Termination of any Agreement shall not affect any rights, remedies, obligations or liabilities of the Parties that have accrued up to the date of termination, including the right to claim damages in respect of any breach of the Agreement which existed at or before the date of termination.
12. Confidentiality
Each Party undertakes that it shall not at any time disclose to any third party any Confidential Information concerning the business, affairs, customers, clients or supplier of the other Party, except as permitted by clause 2.
Each Party may disclose the other Party’s Confidential Information:
- to its employees, officers, representatives or advisers who need to know such Confidential Information strictly for the purposes of exercising the Party’s rights or carrying out its obligations under or in connection with the Agreement. Each Party shall ensure that its employees, officers, representatives or advisers to whom it discloses the other Party’s Confidential Information comply with this clause 12; and
- as may be required by law, court order or any governmental or regulatory authority.
No Party shall use any other Party’s Confidential Information for any purpose other than to exercise its rights and perform its obligations under or in connection with an Agreement.
13. Force Majeure
Neither Party shall be in breach of an Agreement nor liable for delay in performing, or failure to perform, any of its obligations under the Agreement if such delay or failure results from events, circumstances or causes beyond its reasonable control. In such circumstances the affected Party shall be entitled to a reasonable extension of the time for performing such obligations.
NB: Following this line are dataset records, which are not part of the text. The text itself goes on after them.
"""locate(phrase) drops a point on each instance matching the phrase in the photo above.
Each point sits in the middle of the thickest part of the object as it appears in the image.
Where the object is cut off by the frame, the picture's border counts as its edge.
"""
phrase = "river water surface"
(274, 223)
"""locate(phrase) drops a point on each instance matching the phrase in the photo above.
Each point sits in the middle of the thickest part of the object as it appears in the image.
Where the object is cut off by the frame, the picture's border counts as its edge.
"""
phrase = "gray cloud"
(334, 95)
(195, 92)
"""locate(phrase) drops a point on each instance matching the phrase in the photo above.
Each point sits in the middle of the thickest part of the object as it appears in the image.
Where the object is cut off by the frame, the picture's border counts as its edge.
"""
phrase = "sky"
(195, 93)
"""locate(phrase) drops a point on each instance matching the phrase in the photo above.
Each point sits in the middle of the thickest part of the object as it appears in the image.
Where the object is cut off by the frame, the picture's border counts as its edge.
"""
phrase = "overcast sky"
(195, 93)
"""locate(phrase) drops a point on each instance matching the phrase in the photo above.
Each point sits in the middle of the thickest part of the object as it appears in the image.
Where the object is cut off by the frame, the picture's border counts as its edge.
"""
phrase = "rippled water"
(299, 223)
If the period of delay or non-performance continues for 14 days, the Party not affected may terminate the Agreement by giving 14 days’ written notice to the affected Party.
14. Notices
Aside from the service of documents pursuant to legal action or similar proceedings, any notice given to a Party under or in connection with the Agreement shall be in writing and shall be delivered by hand or by pre-paid first-class post or other next working day delivery service at its registered office.
Any notice shall be deemed to have been received, if delivered by hand, on signature of a delivery receipt or at the time the notice is left at the proper address, or if sent by pre-paid first-class post or other next working day delivery service, at 9.00 am on the second Business Day after posting or at the time recorded by the delivery service.
A notice given under these Terms and Conditions is not valid if sent by email.
15. Assignment
The Agreement is personal to the Parties and neither Party shall assign, transfer, declare a trust over or deal in any other manner with any of its rights and obligations under an Agreement without the prior written consent of the other Party, such consent not to be unreasonably withheld.
16. Waiver
No failure or delay by a Party to exercise any right or remedy provided under these Terms and Conditions, any SOW or by law shall constitute a waiver of that or any other right or remedy, nor shall it preclude or restrict the further exercise of that or any other right or remedy. No single or partial exercise of such right or remedy shall preclude or restrict the further exercise of that or any other right or remedy.
17. Variation
No variation of these Terms and Conditions or any SOW shall be effective unless it is in writing and signed by the Parties (or their authorised representatives).
18. Governing Law and Jurisdiction
The Agreement and any dispute or claim arising out of or in connection with them or their subject matter or formation shall be governed by and construed in accordance with the laws of England and Wales and the courts of England and Wales shall have exclusive jurisdiction.